Scraping News and Creating a Word Cloud in Python

A simple step-by-step tutorial in Python on creating word clouds from news topics.

Word clouds are a great way of quickly visualising the content of a website. It is also an easy way of summing up sentiment. Suppose you quickly wanted to gauge the current news sentiment of Bitcoin, or of the stock market — you can do this easily by scraping Google news search results for the specifed topic, and running a word cloud on your results.

You don’t need to be a great programmer to do this. This tutorial will teach you how.

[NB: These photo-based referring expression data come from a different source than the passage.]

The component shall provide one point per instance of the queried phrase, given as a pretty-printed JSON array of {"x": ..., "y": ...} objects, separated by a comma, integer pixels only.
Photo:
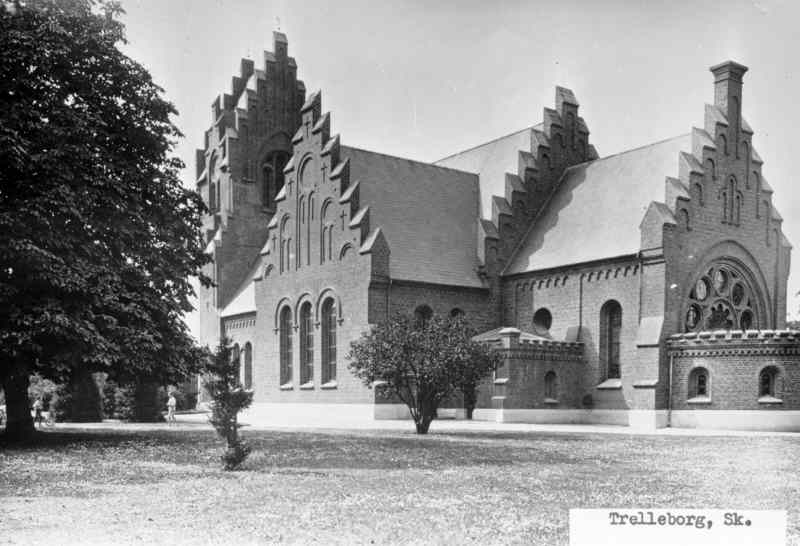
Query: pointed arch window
[
  {"x": 272, "y": 177},
  {"x": 698, "y": 384},
  {"x": 329, "y": 340},
  {"x": 285, "y": 343},
  {"x": 248, "y": 365},
  {"x": 722, "y": 298},
  {"x": 306, "y": 344},
  {"x": 285, "y": 242},
  {"x": 236, "y": 358},
  {"x": 550, "y": 386},
  {"x": 610, "y": 330},
  {"x": 422, "y": 315}
]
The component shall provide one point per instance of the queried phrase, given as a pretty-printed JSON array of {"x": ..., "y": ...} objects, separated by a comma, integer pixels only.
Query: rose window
[{"x": 721, "y": 299}]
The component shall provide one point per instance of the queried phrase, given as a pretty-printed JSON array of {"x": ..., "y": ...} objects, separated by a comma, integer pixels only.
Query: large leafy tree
[
  {"x": 422, "y": 363},
  {"x": 98, "y": 237}
]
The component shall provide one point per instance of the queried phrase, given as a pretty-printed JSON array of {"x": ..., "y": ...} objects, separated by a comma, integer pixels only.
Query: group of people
[{"x": 38, "y": 408}]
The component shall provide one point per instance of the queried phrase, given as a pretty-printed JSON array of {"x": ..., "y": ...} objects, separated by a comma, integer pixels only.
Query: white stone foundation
[{"x": 774, "y": 421}]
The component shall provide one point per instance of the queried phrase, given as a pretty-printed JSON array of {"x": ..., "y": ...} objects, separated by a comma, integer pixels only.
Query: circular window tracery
[{"x": 721, "y": 299}]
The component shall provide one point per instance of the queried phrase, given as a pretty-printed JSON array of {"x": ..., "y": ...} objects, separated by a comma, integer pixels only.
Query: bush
[
  {"x": 422, "y": 363},
  {"x": 221, "y": 381},
  {"x": 124, "y": 403},
  {"x": 109, "y": 399}
]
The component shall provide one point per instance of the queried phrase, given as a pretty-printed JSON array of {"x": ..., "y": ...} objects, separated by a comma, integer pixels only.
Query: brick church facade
[{"x": 646, "y": 288}]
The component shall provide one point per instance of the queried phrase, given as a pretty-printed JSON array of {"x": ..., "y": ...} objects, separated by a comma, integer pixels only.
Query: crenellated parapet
[
  {"x": 319, "y": 217},
  {"x": 239, "y": 169},
  {"x": 734, "y": 343},
  {"x": 559, "y": 142},
  {"x": 249, "y": 136},
  {"x": 722, "y": 171}
]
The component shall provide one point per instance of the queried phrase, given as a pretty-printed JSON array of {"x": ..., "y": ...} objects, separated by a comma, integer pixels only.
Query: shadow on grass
[{"x": 86, "y": 462}]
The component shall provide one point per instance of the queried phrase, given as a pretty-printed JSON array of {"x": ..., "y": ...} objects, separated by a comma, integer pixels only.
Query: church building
[{"x": 669, "y": 312}]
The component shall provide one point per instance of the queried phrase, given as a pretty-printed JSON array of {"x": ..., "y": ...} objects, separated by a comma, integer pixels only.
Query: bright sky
[{"x": 426, "y": 79}]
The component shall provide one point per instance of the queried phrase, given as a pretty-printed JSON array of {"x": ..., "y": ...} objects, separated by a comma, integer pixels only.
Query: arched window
[
  {"x": 767, "y": 382},
  {"x": 301, "y": 228},
  {"x": 722, "y": 298},
  {"x": 711, "y": 169},
  {"x": 285, "y": 341},
  {"x": 326, "y": 233},
  {"x": 328, "y": 340},
  {"x": 272, "y": 176},
  {"x": 767, "y": 214},
  {"x": 684, "y": 214},
  {"x": 306, "y": 344},
  {"x": 248, "y": 365},
  {"x": 610, "y": 329},
  {"x": 212, "y": 197},
  {"x": 236, "y": 358},
  {"x": 699, "y": 189},
  {"x": 285, "y": 241},
  {"x": 422, "y": 315},
  {"x": 698, "y": 383},
  {"x": 724, "y": 206},
  {"x": 550, "y": 386},
  {"x": 542, "y": 320},
  {"x": 737, "y": 213}
]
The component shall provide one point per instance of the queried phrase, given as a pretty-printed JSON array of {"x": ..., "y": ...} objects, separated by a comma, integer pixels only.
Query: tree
[
  {"x": 421, "y": 363},
  {"x": 98, "y": 237},
  {"x": 221, "y": 382}
]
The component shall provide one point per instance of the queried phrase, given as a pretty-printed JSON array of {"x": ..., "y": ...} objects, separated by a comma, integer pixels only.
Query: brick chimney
[{"x": 728, "y": 95}]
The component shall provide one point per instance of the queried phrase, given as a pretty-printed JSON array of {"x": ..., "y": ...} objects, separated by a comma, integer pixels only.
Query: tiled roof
[
  {"x": 494, "y": 335},
  {"x": 245, "y": 299},
  {"x": 491, "y": 161},
  {"x": 428, "y": 215},
  {"x": 596, "y": 210}
]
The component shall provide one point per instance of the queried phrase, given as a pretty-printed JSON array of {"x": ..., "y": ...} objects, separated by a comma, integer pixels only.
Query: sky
[{"x": 426, "y": 79}]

We’re going to do two basic tasks in Python:

Scrape text data from a Google news search
Analyse this text data to create a word cloud

Step 0. Import libraries

First we’re going to import some Python libraries.

import requests
import urllib.request
import time
import spacy
from bs4 import BeautifulSoup
from wordcloud import WordCloud, STOPWORDS, ImageColorGenerator
import matplotlib.pyplot as plt

If you don’t have wordcloud or spaCy installed, please use:

pip install wordcloud

pip3 install https://github.com/explosion/spacy-models/releases/download/en_core_web_sm-2.2.0/en_core_web_sm-2.2.0.tar.gz

Step 1. Scrape text data from Google news search

First we need to get a handle on Google search parameters so that you can build your url. There is a good blog post that summarises most of Google’s search parameters:

The Ultimate Guide to the Google Search Parameters

Yes, I really do believe people reading this might be sad enough to answer "yes" to the question "Ever wanted to know…

moz.com

All Google search urls start with:

https://www.google.com/search?

And then you append your search parameters after it. Here are the key ones we will need:

q — this is the query topic, i.e., q=bitcoin if you’re searching for Bitcoin news

hl — the interface language, i.e., hl=en for English

tbm — to be matched, here we need tbm=nws to search for news items. There’s a whole lot of other things one can match for instance, app for applications, blg for blogs, bks for books, isch for images, plcs for places, vid for videos, shop for shopping and rcp for recipes.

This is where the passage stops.